È una parte di interiorità che si esprime.

 

Per reintrodurre nella nostra vita il movimento della vita stessa, vi sono timori che vanno respinti, abitudini che vanno messe in discussione, regole che vanno applicate, anche al prezzo di certi dolori: agire equivale ad esporsi, a fallire, ad essere giudicati.

Eppure il valore di una persona si costruisce anche su sogni infranti.

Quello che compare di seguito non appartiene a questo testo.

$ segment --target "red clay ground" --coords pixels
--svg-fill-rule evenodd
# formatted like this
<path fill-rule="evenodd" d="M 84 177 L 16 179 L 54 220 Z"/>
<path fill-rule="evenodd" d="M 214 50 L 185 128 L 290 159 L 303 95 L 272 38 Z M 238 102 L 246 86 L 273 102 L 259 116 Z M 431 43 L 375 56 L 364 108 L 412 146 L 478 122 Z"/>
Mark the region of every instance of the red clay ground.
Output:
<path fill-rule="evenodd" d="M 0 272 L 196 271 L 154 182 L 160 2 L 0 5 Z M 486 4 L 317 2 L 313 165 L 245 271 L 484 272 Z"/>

Evitando di sottrarci al reale possiamo aspirare a costruirci, svilupparci, espanderci, conoscerci, uscire dal bozzolo del nostro io.

Perché arrovellarsi è troppo inefficace, ma trarre insegnamenti dall’ azione rappresenta quello che si può fare di meglio per la propria autostima.

La crisi, indubbiamente un momento di difficoltà per molti oggi, può ad esempio fornire un’ energia nuova per ritrovare soluzioni di valore creando nuove condizioni per la propria esistenza.

Trovare la forza di ricostruirsi restando sensibile alle opportunità positive che la vita offre, pur immersa in circostanze avverse e contro ogni previsione, permette di fronteggiare le contrarietà dando slancio alle proprie azioni.

Compiere azioni decise, cercare opportunità per imparare, accettare il cambiamento di ciò che è possibile cambiare lasciando andare ciò che non sarà più; tutto questo aiuta  a prendere nuove direzioni, motivando il proprio agire.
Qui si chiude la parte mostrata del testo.